Foxtel and Village Roadshow are jointly seeking to ban access to torrent sites The Pirate Bay, Torrentz, Torrenthound and IsoHunt, as well as streaming site SolarMovie.

The new section 115a of the Copyright Act states a court can order a telco to block access to an overseas “online location” if it is satisfied the primary purpose is to infringe or facilitate the infringement of copyright.

The explanatory memorandum to the bill leaves the definition of the term ‘online location' “intentionally broad” to include a “website” and also “future technologies”.

It specifically identifies online locations as those that provide “programs, links, directories, indexes or other tools to assist copyright infringement”.

Foxtel and Village Roadshow today argued the definition was broader than a website URL or IP address, and could cover an entity that provided access to infringing digital content.

“[It’s] a broader shorthand reference for the idea that those responsible for the publication of the digital content at the website accessible by various URLs and IP addresses are within the broader definition of online location,” Foxtel and Roadshow counsel Richard Lancaster said.

“And the reference to future technologies makes one immediately think of the cloud, which is digital content hosted somewhere on servers.
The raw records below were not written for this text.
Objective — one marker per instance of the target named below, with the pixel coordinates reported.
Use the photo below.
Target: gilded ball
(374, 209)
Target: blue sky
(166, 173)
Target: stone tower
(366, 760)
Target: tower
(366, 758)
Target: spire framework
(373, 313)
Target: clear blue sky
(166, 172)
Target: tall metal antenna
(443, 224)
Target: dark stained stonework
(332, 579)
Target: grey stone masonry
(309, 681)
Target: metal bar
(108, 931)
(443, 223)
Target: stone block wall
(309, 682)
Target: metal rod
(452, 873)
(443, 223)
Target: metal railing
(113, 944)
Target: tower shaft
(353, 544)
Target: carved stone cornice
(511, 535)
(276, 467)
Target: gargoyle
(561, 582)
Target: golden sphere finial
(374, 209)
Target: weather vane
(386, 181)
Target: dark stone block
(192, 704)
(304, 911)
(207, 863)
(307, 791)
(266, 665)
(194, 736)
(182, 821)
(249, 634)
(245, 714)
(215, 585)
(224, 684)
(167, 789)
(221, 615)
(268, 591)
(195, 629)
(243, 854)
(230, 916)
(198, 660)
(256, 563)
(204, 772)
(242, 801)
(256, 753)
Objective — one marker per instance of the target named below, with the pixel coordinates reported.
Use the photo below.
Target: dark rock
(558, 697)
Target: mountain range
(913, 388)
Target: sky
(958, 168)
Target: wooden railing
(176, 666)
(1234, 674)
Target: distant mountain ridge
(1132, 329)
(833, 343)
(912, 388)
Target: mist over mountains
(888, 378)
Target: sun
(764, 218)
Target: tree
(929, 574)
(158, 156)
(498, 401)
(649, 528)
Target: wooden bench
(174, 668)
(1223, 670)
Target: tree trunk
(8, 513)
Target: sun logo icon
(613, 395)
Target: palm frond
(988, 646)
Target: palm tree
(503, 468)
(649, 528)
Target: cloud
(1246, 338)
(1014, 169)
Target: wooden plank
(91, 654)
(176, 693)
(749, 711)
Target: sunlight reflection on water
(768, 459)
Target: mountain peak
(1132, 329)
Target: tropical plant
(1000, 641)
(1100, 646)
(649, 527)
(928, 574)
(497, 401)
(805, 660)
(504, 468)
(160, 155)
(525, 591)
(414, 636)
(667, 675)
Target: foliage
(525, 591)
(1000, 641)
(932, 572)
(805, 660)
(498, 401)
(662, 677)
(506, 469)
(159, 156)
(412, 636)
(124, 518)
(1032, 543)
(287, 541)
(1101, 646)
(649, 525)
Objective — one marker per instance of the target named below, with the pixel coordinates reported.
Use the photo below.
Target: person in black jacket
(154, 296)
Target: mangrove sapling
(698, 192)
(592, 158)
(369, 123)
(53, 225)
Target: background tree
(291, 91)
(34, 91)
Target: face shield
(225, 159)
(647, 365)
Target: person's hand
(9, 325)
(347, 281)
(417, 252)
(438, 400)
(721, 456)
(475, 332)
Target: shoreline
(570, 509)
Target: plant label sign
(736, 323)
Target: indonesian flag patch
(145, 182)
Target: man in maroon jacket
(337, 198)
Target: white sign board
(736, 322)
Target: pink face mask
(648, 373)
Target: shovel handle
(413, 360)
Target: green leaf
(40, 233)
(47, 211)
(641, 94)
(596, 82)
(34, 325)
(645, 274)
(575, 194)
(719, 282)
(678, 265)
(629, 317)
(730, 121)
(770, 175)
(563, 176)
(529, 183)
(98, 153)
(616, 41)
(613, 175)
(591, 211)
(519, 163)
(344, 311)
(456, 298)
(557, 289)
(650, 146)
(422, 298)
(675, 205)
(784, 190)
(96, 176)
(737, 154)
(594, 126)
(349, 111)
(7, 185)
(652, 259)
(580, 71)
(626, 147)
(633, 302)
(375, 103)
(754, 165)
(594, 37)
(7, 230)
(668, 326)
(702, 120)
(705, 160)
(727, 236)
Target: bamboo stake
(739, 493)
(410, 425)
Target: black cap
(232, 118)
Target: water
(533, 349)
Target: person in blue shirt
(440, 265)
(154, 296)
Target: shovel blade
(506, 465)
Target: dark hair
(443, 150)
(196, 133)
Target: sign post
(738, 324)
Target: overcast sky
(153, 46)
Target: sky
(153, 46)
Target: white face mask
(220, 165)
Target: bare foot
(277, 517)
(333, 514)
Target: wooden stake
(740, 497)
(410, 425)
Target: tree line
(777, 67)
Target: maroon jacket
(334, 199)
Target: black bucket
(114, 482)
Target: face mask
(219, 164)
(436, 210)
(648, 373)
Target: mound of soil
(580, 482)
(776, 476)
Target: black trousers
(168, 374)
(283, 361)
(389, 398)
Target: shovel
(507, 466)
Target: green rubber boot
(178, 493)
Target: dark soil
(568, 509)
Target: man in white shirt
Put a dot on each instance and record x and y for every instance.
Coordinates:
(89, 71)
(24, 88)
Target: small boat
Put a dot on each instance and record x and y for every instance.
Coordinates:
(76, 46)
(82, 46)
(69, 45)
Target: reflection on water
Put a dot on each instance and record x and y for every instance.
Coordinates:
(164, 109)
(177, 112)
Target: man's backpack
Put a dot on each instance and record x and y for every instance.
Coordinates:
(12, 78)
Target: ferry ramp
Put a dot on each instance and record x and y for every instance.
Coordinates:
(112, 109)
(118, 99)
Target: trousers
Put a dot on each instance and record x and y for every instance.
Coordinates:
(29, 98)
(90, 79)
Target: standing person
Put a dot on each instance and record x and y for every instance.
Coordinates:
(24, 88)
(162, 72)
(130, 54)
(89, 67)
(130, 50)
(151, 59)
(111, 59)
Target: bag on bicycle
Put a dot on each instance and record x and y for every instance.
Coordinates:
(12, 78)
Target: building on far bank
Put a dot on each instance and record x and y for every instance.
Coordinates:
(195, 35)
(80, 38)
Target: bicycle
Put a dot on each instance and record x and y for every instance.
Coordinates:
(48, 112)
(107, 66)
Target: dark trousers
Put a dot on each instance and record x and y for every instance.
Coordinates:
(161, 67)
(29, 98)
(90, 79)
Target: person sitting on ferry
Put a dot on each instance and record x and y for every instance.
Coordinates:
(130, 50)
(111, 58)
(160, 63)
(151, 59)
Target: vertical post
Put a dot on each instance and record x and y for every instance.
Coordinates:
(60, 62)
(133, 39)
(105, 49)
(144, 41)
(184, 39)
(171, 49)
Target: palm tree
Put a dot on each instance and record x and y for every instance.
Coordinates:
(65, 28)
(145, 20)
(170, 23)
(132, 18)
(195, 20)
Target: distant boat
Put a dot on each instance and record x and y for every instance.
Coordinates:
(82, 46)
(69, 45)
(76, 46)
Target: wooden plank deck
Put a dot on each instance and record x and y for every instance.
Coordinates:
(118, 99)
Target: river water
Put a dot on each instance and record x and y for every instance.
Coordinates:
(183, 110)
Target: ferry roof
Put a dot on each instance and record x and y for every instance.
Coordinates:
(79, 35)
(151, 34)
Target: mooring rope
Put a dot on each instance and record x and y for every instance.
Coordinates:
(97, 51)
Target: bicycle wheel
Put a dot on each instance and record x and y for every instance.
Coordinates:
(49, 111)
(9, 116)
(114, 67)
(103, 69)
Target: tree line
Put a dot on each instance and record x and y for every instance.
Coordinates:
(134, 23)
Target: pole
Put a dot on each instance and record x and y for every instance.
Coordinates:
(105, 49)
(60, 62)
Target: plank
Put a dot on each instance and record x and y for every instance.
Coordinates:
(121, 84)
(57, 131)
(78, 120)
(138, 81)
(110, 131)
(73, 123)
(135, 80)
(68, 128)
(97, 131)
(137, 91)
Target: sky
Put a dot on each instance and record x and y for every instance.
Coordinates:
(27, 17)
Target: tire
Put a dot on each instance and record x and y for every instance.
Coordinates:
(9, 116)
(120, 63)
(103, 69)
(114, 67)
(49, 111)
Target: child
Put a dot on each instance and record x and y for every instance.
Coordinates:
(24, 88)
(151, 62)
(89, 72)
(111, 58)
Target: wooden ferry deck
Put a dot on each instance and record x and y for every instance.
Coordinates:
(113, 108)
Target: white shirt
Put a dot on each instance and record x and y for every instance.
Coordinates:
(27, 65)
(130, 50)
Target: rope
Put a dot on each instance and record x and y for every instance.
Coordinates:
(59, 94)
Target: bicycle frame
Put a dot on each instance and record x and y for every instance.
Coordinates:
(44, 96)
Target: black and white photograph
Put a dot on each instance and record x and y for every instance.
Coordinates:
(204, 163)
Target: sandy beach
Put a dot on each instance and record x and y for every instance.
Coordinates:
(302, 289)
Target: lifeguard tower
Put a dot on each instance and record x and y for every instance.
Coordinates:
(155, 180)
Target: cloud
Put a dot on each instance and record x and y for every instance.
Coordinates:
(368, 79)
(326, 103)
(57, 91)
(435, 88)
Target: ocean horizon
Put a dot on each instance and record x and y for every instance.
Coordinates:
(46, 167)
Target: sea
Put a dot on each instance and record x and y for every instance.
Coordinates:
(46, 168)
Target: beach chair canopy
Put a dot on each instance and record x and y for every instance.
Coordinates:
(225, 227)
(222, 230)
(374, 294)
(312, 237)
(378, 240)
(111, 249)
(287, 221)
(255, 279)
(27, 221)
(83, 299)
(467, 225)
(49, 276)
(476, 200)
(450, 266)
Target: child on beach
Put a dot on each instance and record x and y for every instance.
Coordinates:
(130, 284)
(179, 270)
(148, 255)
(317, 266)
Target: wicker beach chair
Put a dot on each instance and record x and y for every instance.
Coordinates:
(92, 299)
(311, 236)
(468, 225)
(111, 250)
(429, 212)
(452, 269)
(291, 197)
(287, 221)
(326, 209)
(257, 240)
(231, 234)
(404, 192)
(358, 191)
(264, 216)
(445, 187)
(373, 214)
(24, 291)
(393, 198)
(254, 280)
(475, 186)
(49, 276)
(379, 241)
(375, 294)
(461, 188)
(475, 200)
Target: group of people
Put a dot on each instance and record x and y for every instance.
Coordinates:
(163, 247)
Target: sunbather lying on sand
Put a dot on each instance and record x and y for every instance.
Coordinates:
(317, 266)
The methods of access might be various, and indeed in this case there are numerous pathways to substantially identical digital information that we’d call the online location.”

He argued that from the user’s perspective, the online location was the same if it offered the same content.

“It doesn’t matter if the technical means of perceiving that content is one URL or one IP address or another,” Lancaster said.

However, Justice Nichols indicated he was unlikely to agree with rights holders' assessment of the legislative term. Part of the issue lies in the bill’s requirement that rights holders prove the online location is housed outside of Australia.

“Well it does [matter], because one [server] might be in Australia and one might be outside Australia. So it can’t be what’s perceived by the user,” Justice Nichols said.

“Location is a geographical term. So when you talk about the cloud, that would depend on where the servers holding that information are.”

Lancaster said the expert advice Foxtel had relied on used WhoIs searches to identify location and ownership of those providing access to the infringing content.

“And then they can say the servers are located in Canada or wherever they might be,” he said.

Proxy problems

The definition of the term will have a big impact on the effectiveness of a site blocking injunction and its ability to stop piracy sites from reappearing under a new URL or IP address.

Rights holders and governments the world over have long faced the problem of proxy or mirror sites, which provide alternate access to a site blocked by a carriage service provider.

Swedish police famously took down The Pirate Bay in late 2014, only for it to reappear hours later under a Costa Rica domain.

A new partnership with CloudFlare last year to handle the site’s traffic also made it far more difficult for telcos to block access to The Pirate Bay’s main portal, and rendered many existing ISP-level blocks useless.

“One of the things that is against us in terms of new access pathways - how to deal with new ways to access this content - raises this very issue,” Foxtel counsel Richard Lancaster said.

“Clearly the way that we proposed your Honour should interpret ‘online location’ is an umbrella broader than merely identified websites; that is the actual address or particular IP address to the digital content accessible there.”

Foxtel is pushing for the top-level domains of the identified sites to be blocked, but also wants a way to deal with the alternate pathways that pop up when a particular piracy site URL or IP address is blocked, through a rolling injunction.

But the rights holders and telcos have been unable to agree as to how this would work.

The ISPs will make their arguments on Friday.

The judge has asked Foxtel's experts to appear to provide a technical explanation of their definition of online content in relation to geography and content.